So much for the beautiful representation of an object, which is properly only the form of the presentation of a concept, and the means by which the latter is communicated universally.— But to give this form to the product of beautiful art, mere taste is requisite. By taste, after he has exercised and corrected it by manifold examples from art or nature, the artist checks his work; and after many, often toilsome, attempts to content taste he finds the form which satisfies him. Hence this form is not, as it were, a thing of inspiration or the result of a free swing of the mental powers, but of a slow and even painful process of improvement, by which he seeks to render it adequate to his thought, without detriment to the freedom of the play of his powers.
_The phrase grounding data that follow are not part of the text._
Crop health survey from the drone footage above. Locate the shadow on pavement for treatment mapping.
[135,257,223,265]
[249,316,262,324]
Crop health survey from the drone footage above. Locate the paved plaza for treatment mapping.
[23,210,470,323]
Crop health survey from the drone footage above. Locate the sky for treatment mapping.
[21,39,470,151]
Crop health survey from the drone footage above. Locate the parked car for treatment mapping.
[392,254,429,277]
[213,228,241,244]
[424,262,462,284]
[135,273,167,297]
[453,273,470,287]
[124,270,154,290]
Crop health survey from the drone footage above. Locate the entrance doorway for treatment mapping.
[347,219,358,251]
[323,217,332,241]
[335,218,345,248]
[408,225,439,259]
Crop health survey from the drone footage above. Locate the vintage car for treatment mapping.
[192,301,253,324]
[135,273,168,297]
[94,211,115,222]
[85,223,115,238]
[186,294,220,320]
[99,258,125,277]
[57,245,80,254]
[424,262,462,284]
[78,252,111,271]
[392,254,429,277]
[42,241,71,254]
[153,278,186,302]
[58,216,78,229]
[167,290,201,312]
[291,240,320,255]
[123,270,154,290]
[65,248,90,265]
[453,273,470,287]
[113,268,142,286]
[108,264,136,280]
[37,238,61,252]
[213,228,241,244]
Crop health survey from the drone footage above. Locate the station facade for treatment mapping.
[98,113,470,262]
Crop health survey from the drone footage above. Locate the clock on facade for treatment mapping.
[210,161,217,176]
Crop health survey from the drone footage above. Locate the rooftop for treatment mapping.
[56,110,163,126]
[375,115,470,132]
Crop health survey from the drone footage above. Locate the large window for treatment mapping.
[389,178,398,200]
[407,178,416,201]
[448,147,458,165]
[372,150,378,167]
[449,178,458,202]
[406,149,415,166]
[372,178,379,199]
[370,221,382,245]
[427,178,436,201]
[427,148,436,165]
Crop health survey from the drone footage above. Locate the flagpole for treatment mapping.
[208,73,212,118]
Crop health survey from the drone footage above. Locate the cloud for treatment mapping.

But taste is merely a judging and not a productive faculty; and what is appropriate to it is not therefore a work of beautiful art. It may be only a product belonging to useful and mechanical art or even to science, produced according to definite rules that can be learned and must be exactly followed. But the pleasing form that is given to it is only the vehicle of communication, and a mode, as it were, of presenting it, in respect of which we remain free to a certain extent, although it is combined with a definite purpose. Thus we desire that table appointments, a moral treatise, even a sermon, should have in themselves this form of beautiful art, without it seeming to be sought: but we do not therefore call these things works of beautiful art. Under the latter class are reckoned a poem, a piece of music, a picture gallery, etc.; and in some wouldbe works of beautiful art we find genius without taste, while in others we find taste without genius.
- “Il n’est point de serpent ni de monstre odieux
- Qui, par l’art imité, ne puisse plaire aux yeux.